A cette initiative, les organisateurs ont jugé impérieux de se faire appuyer par la science, à travers l’expertise juridique du professeur Grâce Muwawa, président de l’Académie congolaise de droit des affaires, gouvernance économique et des réformes institutionnelles (Nomos Academia). En adhérant à l’AP, cet avocat d’affaires envisage « d’aller à la rencontre de la société réelle, écouter ses préoccupations, comprendre les attentes des citoyens, dialoguer avec les forces vives de la nation et confronter les analyses aux réalités du terrain ». 

Il se vante de ce que lui et Nomos Academia n’intègrent pas cette plateforme main bredouille, mais veulent y apporter ce qui constitue leur identité : « la recherche, l'expertise, l'analyse juridique, économique et institutionnelle, ainsi que la reformulation des propositions de réforme ».

Car une mobilisation citoyenne devient encore plus forte que lorsqu'elle repose sur des diagnostics sérieux, des données documentaires et des propositions juridiquement fondées et institutionnellement réalisables. Et donc, il ne suffit pas de dénoncer, comme l'a fait notre frère Carbon, il faut aussi proposer.

« Car une mobilisation citoyenne devient encore plus forte que lorsqu'elle repose sur des diagnostics sérieux, des données documentaires et des propositions juridiquement fondées et institutionnellement réalisables. Et donc, il ne suffit pas de dénoncer, comme l'a fait notre frère Carbone, il faut aussi proposer », conclut ce professeur d’université.

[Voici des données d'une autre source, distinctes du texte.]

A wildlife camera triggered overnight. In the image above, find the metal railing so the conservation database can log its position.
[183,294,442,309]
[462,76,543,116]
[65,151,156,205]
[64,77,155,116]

Née d'un appel public lancé le 16 août 2026 par Jean-Jacques Lumumba et Carbone Beni, l’Alliance citoyenne pour la patrie rassemble les forces citoyennes congolaises dispersées autour d'une parole commune sur les grandes questions nationales. Elle est bâtie sur cinq priorités :

1.La souveraineté, l’intégrité territoriale et gouvernance sécuritaire ;

2.Le dialogue, cohésion nationale et participation citoyenne ;

3.Gouvernance économique et indépendance stratégique

4.Justice, lutte contre la corruption, mémoire et préparation ;

5.Éveil patriotique et mobilisation de la jeunesse.